@tower9 I'm going a bit off-topic here but it is a lie that only China earned out of the relationship. The whole point of the US granting those conditions to China in the first place was to isolate the Soviet Union. Only later did it become about increasing corporate America's profits via globalization. As for why the average US citizen profited less from it, there was also abject poverty in Victorian England at the height of the Empire. An Empire is not just necessarily bad for foreign countries. It can treat its own citizens quite miserably. US citizens live in those conditions precisely because of the huge resources funneled into the tools of Empire like foreign wars, rather than investing in its own people.
There are plenty of other countries with similar economic relations with the US, yet why did China rise to this degree while many others failed? Take South America. It is a basket case. You can't ignore the tremendous amount of resources and drive the Chinese put to get to their current position.
Of course as China's economy grew it was rather obvious they would lose some of the favorable trading conditions they had. This should have started happening over a decade ago I think. But what the Trump administration is doing is trying to shackle China into a position of subservience towards the US rather than treating it on an equitable basis.
The way the US is going about it was always going to face friction against China because of their experience with the unequal treaties and how that period is perceived in China. China is not willing to be put into a position of subservience. Nor will they allow the country to be fractured like what happened to the Soviet Union. China would rather put itself into abject poverty first. That's why Xi was put into power with an unlimited term.

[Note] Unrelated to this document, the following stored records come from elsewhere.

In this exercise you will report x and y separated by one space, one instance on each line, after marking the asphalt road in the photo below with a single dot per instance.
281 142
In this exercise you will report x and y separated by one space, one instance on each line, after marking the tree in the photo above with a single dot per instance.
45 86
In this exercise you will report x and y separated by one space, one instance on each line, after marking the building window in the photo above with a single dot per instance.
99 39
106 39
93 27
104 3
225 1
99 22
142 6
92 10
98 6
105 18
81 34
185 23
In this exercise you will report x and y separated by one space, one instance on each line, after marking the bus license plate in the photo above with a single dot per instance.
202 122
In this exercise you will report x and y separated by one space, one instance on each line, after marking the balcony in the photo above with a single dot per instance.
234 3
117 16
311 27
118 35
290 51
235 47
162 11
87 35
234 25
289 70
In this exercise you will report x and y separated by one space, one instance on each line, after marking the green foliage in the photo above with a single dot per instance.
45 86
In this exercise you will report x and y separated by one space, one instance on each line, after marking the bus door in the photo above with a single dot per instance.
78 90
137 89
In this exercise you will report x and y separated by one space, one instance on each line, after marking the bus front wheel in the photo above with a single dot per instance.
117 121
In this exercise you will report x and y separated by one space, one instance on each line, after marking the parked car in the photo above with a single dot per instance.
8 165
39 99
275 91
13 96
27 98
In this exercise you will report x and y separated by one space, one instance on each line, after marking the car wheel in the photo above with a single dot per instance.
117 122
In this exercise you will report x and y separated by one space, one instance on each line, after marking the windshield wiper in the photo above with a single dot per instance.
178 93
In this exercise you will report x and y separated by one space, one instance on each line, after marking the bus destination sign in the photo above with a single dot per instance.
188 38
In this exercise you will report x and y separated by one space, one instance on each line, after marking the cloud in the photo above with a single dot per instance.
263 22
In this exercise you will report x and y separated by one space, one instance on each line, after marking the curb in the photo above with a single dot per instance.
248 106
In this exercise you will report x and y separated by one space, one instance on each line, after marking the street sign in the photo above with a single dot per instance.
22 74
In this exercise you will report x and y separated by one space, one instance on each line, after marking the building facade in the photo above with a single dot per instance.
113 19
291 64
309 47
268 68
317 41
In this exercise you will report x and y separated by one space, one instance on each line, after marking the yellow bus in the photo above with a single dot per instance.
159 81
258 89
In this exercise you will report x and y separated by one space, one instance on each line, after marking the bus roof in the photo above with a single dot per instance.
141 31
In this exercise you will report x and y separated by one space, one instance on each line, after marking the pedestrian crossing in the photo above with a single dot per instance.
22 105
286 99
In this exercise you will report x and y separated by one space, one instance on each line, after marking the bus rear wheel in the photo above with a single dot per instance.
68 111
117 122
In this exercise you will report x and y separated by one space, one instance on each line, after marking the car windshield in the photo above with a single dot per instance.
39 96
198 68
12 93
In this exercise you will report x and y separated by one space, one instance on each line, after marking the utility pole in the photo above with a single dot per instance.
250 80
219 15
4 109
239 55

I agree that the US has also benefited from the relationship. But what the US has benefited is nothing in comparison to how China has benefited. China today is in a completely different universe compared to what it was before.
If the US never engaged China, it would probably have a smaller GDP and its consumer products would be more expensive, but its dominance in the world would be unquestioned. It would still be the first world, advanced nation that it is.
Global politics is about relative power. In this way, the US has shot itself in the foot by engaging with China and allowing so much access to its resources to China.
And absolutely that is what Trump is doing. And it is COMPLETELY LOGICAL. Why would a dominant power allow a subversive power an opportunity to challenge it. Think about it? WHY?